While there may well be truth to these ideas, writer and director Neeraj Pandey goes about detailing his film so meticulously that we fail to see the wood for the trees. The first half hour or so is spent on showing us how someone even as senior as the Chief of the Army Staff (Vikram Gokhale) can be pressurised by a retired army officer and present arms dealer (Kumud Mishra) to approve the purchase of military equipment at four times the actual price. The threat is that should the Chief turn down this outrageous deal, his funding for covert military operations overseas, vital for the nation’s security, will be exposed to the media.
Cut to the covert operations. It is headed by Colonel Abhay Singh (Manoj Bajpayee), a dare devil officer who apparently tosses a coin to second guess his opponents. Or so he tells his protege, Major Jai Bakshi (Sidharth Malhotra), a young officer in whom he has detected courage and patriotism, and whom he has mentored for so long that the two have actually begun to think alike. This symbiotic relationship is the most interesting human aspect of ‘Aiyaary’, and when their camaraderie suddenly falls apart after the younger man goes ‘rogue’, the Colonel is so distraught that he loses his former clarity of thinking and starts making mistakes.
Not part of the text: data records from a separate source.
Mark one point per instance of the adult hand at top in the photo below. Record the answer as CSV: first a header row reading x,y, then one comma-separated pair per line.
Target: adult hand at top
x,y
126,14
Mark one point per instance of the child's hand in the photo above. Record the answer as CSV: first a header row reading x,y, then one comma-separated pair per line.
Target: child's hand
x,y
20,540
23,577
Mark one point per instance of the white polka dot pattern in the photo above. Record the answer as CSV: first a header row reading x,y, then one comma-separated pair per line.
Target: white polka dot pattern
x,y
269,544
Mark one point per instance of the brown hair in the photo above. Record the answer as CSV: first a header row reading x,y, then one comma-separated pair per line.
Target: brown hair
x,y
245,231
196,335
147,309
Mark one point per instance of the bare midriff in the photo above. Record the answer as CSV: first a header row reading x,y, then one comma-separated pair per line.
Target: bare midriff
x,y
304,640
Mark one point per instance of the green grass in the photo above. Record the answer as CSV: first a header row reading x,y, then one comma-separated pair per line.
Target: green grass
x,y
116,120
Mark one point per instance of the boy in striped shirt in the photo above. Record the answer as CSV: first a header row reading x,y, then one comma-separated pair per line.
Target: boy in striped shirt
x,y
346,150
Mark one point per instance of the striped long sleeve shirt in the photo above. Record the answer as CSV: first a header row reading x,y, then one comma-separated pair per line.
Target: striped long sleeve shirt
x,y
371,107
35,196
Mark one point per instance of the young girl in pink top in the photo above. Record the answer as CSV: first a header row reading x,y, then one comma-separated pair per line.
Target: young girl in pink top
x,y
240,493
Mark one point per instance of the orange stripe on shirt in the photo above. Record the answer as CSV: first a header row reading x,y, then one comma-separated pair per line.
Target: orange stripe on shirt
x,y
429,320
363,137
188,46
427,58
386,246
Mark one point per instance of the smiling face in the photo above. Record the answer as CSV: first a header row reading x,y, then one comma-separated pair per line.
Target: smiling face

He cannot recognise that the differences between them indicates a generational change, in which he, the Colonel, believes implicitly in the Indian State and its values, while the younger Major has become cynical of the corruption all around him and lost faith in the ideals of the Indian Republic.
There is both human and political truth in this depiction of the transformation in our body politic in the last few decades. But the stylistic choice to go with explaining the fine print on how the incestuous deals actually work, derails the script. It is so minute that every ten or fifteen minutes the audience switches off from the narrative, and only comes back to catch the thread, either when the movie changes location, or when a new actor enters the scenario. So, in short, we watch a good looking film in which we keep drifting in and out of the story.
‘Aiyaary’ is laudable in its sincere attempt to connect the dots in the web that a nation’s system weaves, when first it practises to deceive. But the movie is not successful because it gets caught in a cinematic web of its own making; so much so that a short role in which the fine actor, Naseeruddin Shah, plays a building watchman, horse race punter and dog lover, turns into a meaningless cameo. Which is sad.